The Bancroft court noted that by 2018, only two Circuits had directly addressed this issue under IRC 7431(d).  In Gandy v. United States, 234 F.3d 281, 283 (5th Cir. 2000) (i.e., decided before Kontrick), the Fifth Circuit held that the filing deadline is jurisdictional.  In Aloe Vera of America, Inc. v. United States (9th Cir. 2009), the Ninth Circuit — much influenced by language in a recent Supreme Court opinion in John R. Sand & Gravel, Inc. v. United States, 552 U.S. 130 (2008) (finding the filing deadline at 28 U.S.C. 2501 jurisdictional) — held the IRC 7431(d) filing deadline jurisdictional.  The Bancroft court noted that more recent Supreme Court opinions make clear that John R. Sand’s holding was based really on an exception to the new jurisdictional rules in the case of a long line of prior Supreme Court cases holding the filing deadline jurisdictional.  But, the Bancroft court stated that, since the Supreme Court has never addressed IRC 7431(d), the John R. Sand case exception does not apply.  The Bancroft court cited several post-2009 Supreme Court opinions making clear how the new jurisdictional rules apply.  Oddly, though, the Bancroft court did not cite a very analogous opinion from its supervising Circuit, the D.C. Circuit, in Keohane v. United States, 669 F.3d 325, 330 (D.C. Cir. 2012), holding the filing deadline in IRC 7433(d) (a provision almost identically-phrased to IRC 7431(d)) not jurisdictional under current Supreme Court case law.

Based on that decision, it refused to dismiss the case based on the Federal Rule of Civil Procedure (FRCP) 12(b)(1) motion submitted by the IRS.

That did not end the inquiry because the court then shifted to an analysis of whether it should dismiss the case under FRCP 12(b)(6).  This rule requires a complaint to provide “a short and plain statement of the claim showing that the pleader is entitled to relief.”  To avoid dismissal under this rule the complaint must state a claim for relief plausible on its face meaning that the complaint will allow the court to draw an inference that the defendant committed an act that could give rise to relief.

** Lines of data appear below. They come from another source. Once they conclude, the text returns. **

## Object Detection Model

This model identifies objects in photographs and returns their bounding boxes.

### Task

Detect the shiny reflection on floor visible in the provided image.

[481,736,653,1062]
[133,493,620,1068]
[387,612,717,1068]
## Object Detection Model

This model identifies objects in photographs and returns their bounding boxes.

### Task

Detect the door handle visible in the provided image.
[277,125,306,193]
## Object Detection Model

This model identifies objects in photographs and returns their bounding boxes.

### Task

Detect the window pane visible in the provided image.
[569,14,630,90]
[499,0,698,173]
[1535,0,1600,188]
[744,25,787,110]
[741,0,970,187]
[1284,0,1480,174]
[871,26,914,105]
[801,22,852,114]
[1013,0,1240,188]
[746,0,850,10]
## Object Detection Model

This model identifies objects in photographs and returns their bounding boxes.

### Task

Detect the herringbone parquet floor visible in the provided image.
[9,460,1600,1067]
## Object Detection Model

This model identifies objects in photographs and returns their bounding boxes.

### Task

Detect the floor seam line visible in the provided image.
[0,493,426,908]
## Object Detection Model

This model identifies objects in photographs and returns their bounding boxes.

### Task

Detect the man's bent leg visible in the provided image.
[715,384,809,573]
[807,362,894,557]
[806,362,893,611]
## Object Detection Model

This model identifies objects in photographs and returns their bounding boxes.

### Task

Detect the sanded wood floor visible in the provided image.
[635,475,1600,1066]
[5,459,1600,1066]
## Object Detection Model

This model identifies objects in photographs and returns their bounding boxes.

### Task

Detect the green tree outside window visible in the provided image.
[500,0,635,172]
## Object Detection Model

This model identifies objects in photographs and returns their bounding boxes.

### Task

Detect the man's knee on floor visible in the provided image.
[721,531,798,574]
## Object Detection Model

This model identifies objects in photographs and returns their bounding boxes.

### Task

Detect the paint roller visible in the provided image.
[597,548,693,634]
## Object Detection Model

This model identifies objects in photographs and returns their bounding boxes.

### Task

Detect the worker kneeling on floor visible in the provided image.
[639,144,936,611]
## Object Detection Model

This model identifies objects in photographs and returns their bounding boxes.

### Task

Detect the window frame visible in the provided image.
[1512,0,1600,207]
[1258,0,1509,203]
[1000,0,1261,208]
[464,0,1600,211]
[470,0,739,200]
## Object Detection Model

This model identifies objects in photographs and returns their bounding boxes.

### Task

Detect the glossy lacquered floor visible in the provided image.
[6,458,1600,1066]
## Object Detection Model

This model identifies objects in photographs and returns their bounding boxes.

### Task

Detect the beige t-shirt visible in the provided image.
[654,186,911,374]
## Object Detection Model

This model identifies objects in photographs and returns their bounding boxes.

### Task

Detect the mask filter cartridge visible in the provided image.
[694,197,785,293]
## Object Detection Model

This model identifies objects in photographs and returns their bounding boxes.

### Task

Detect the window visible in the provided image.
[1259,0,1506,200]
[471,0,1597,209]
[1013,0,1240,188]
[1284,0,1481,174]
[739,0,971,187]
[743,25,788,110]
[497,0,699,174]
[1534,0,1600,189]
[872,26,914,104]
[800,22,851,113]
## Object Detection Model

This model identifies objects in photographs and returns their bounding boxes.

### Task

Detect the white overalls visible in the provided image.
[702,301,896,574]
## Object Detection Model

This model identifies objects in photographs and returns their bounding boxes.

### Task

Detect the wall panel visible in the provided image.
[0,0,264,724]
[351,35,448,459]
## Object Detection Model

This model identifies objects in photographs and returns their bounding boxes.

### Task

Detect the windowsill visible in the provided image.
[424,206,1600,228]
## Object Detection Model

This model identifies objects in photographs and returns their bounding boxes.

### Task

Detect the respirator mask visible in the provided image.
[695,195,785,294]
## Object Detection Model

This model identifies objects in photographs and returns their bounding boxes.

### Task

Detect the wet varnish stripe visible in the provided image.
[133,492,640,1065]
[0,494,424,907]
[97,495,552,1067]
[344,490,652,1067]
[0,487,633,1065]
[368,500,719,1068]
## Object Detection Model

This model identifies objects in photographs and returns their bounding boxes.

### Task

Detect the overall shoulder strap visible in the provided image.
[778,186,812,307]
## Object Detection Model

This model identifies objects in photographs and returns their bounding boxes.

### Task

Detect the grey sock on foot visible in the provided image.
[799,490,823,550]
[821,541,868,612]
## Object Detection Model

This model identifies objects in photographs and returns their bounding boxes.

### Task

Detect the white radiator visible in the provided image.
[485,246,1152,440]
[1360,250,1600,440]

The court decided that it could not base a dismissal of the case on the attached letters at this stage of the proceeding.  While Ms. Clark did not challenge the authenticity of the letters the court found that a significant dispute remains regarding the centrality of the letter to her disclosure complaint.  In other words, it’s possible that the IRS made wrongful disclosures after these letters and within the statutory time period for bring suit.  The court’s decision does not mean Ms. Clark will win the case or even that the IRS committed a disclosure violation at any time.  It simply allows the case to proceed so that she can show a disclosure violation occurred and that it did so in the appropriate time frame relative to the bringing of the suit.